2. Description of the Related Art
In electronic design automation (EDA), functional verification is the task of verifying that a logic design conforms to its specification before the logic design is manufactured as integrated circuits (ICs). Typically, a test design is established to perform verification processes on the logic design (referred to as a “test bench”). Logic designs and test designs may be described using various languages, such as hardware description languages (HDLs) or other more abstract languages (e.g., synthesizable SystemC). Functional verification can be performed using a simulation acceleration or emulation process, where the logic design is mapped into a hardware accelerator or emulator to provide a design under verification (DUV), and the test bench is executed by a simulator on a computer or workstation. Such simulation acceleration/emulation systems allow a design to run much faster than pure software simulation on only a general-purpose computer or workstation.

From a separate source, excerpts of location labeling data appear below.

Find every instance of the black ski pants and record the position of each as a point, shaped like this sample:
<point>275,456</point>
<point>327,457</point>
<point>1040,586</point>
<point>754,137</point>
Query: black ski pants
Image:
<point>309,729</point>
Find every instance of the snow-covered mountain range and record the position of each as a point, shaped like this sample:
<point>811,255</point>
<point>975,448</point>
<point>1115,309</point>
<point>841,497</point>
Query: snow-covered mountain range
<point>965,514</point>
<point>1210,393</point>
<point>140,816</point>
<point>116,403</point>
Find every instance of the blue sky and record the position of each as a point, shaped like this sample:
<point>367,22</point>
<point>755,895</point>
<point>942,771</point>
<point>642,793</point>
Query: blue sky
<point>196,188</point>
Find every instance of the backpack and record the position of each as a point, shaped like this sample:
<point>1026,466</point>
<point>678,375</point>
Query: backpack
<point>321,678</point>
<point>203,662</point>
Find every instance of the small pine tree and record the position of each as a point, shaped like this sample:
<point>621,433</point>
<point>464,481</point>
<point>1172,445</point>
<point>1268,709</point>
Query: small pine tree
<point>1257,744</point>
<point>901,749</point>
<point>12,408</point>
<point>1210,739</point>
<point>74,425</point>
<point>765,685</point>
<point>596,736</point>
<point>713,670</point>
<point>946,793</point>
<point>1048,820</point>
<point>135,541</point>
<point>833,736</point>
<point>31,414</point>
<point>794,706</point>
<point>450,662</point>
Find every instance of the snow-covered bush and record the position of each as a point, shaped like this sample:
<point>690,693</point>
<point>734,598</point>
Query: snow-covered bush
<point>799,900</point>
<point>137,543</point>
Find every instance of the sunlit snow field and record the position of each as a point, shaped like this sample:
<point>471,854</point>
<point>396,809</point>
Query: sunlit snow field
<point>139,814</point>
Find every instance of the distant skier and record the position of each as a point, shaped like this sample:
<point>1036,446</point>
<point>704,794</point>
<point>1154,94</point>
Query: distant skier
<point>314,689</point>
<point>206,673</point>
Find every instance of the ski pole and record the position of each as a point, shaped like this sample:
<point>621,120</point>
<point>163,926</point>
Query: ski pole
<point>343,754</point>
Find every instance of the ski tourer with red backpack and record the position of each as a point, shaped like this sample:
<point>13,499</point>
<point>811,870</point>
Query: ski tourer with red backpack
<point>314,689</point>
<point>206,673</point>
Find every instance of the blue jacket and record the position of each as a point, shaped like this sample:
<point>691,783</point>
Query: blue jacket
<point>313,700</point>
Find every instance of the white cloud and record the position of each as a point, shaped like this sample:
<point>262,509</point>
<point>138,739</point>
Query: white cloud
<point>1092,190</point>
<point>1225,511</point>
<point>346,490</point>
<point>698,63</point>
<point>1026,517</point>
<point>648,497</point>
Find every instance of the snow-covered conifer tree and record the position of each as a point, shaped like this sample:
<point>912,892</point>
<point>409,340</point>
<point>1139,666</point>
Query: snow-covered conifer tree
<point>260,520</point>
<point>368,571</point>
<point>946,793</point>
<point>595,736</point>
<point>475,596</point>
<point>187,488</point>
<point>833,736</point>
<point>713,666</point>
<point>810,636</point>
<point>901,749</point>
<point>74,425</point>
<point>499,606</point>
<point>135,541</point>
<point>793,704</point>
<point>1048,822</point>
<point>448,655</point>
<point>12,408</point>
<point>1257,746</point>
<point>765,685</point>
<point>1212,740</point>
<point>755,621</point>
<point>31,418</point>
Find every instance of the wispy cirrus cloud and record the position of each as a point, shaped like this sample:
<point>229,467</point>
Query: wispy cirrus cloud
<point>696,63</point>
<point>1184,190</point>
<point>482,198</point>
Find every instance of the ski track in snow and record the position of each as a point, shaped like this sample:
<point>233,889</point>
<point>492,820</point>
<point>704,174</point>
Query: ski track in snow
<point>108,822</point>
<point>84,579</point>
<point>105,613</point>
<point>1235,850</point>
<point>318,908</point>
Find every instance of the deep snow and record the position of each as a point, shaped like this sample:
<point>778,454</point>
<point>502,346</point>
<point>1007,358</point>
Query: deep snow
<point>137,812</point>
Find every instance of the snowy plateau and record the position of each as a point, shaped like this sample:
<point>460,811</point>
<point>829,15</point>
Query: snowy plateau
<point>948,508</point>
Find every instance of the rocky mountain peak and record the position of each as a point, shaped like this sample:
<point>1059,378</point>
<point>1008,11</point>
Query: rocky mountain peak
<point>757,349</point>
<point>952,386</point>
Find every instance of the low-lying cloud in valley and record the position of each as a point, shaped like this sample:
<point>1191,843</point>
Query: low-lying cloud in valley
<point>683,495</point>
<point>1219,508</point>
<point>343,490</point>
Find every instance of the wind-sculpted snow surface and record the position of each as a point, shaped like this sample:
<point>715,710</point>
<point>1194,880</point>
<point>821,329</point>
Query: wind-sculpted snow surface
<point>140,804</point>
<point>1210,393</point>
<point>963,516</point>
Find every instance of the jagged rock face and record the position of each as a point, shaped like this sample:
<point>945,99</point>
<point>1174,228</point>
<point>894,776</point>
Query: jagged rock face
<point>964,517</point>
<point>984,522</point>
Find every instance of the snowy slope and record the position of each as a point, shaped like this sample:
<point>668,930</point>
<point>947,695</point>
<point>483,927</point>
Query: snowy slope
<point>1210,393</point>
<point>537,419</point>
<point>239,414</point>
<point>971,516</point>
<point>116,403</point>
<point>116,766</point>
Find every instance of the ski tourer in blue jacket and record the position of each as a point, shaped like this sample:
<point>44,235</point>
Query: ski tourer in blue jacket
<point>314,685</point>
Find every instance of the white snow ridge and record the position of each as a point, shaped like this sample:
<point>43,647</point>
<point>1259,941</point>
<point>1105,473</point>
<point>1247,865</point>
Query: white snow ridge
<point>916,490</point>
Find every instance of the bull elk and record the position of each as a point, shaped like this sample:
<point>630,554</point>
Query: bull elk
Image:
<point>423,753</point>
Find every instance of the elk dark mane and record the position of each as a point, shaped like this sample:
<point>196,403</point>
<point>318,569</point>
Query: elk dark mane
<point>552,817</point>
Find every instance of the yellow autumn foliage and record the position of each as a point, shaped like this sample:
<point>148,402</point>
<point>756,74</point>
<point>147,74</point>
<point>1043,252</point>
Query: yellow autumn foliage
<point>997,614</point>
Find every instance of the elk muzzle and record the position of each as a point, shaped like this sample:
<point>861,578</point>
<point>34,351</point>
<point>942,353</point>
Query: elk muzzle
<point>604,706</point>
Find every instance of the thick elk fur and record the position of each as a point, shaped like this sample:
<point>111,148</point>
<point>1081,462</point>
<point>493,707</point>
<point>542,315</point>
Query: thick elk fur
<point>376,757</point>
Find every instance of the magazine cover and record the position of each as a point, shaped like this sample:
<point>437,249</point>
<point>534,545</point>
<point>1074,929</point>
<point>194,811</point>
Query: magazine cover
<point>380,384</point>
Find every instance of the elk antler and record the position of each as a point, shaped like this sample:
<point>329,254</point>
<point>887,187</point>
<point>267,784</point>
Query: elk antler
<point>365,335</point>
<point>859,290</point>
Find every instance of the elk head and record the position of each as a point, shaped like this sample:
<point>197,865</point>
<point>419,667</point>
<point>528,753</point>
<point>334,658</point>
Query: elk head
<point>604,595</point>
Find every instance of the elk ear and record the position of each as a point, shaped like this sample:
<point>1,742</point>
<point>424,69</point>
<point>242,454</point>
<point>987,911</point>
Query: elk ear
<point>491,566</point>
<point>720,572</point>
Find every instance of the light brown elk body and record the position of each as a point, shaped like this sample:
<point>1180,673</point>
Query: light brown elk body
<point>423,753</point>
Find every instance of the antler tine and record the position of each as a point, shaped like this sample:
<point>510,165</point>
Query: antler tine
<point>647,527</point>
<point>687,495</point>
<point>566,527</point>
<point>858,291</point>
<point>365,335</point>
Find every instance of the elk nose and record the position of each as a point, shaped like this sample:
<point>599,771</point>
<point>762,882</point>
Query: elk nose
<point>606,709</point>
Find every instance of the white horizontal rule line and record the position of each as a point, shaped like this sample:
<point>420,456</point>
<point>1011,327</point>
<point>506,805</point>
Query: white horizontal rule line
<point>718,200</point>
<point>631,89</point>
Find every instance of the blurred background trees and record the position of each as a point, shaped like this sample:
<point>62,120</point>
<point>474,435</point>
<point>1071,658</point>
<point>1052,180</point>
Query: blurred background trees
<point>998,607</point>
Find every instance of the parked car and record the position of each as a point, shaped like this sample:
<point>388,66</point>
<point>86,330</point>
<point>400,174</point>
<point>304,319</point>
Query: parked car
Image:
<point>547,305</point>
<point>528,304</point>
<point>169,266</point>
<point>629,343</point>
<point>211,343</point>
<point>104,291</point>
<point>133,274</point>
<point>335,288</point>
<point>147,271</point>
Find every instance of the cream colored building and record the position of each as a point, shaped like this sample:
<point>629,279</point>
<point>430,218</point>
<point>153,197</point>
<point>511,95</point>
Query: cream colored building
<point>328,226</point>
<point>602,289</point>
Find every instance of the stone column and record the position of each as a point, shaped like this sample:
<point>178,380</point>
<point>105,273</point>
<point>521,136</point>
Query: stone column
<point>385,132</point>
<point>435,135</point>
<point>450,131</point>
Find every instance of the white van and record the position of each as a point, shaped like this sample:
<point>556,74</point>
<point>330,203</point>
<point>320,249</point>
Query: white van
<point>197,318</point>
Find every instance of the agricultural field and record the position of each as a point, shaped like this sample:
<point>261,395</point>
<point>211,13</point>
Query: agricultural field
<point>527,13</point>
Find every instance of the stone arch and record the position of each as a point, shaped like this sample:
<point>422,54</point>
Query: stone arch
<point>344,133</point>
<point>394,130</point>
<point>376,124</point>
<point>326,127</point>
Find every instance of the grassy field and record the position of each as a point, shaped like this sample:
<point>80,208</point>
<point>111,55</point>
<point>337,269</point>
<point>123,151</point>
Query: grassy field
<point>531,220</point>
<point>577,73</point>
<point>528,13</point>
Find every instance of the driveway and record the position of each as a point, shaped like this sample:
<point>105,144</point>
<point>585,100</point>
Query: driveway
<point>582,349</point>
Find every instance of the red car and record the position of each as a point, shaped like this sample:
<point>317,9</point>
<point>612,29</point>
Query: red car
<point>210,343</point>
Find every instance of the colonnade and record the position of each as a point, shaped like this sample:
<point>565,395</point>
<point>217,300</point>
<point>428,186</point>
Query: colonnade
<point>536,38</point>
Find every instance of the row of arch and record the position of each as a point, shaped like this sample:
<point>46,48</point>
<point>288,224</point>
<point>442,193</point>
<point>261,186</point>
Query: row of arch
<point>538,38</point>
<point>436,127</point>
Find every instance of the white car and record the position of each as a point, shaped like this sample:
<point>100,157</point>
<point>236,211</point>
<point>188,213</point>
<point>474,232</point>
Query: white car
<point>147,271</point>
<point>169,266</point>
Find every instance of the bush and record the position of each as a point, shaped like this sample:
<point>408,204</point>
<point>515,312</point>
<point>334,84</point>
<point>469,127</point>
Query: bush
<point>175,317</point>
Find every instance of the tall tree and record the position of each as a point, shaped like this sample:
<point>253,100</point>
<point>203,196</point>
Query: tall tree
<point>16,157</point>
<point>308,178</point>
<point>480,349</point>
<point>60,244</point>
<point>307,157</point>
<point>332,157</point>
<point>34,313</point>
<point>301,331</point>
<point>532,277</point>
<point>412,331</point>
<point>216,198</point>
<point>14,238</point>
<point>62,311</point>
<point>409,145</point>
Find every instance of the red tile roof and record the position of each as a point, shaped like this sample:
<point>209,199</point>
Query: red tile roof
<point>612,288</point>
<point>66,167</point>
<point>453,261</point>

Typically, the test bench communicates with the DUV using a signal-based interface implemented over a communication link between the computer and the hardware accelerator. The signal-based interface can be defined using low-level signal ports in the test and logic designs. Some languages, such as Verilog HDL, include the capability of higher level inter-module communication using task/function calls (“task interface”). Use of such a task interface between the test bench and the DUV can achieve significant increases in communication speed over a signal-based interface. However, there are several technical challenges for supporting a task interface across the simulator/accelerator partition. The definition of a task/function in the test bench can consume simulation time. The caller of a task can invoke a task by non-blocking fork operations to create dynamic threads. Multiple processes can call the same task instance concurrently. Moreover, the number of calling processes is not known at compile time. Such challenges have heretofore prevented the use of a task interface between the test bench and DUV in a simulation acceleration/emulation system.
Accordingly, there exists a need in the art for a method and apparatus for implementing a task-based interface in a logic verification system.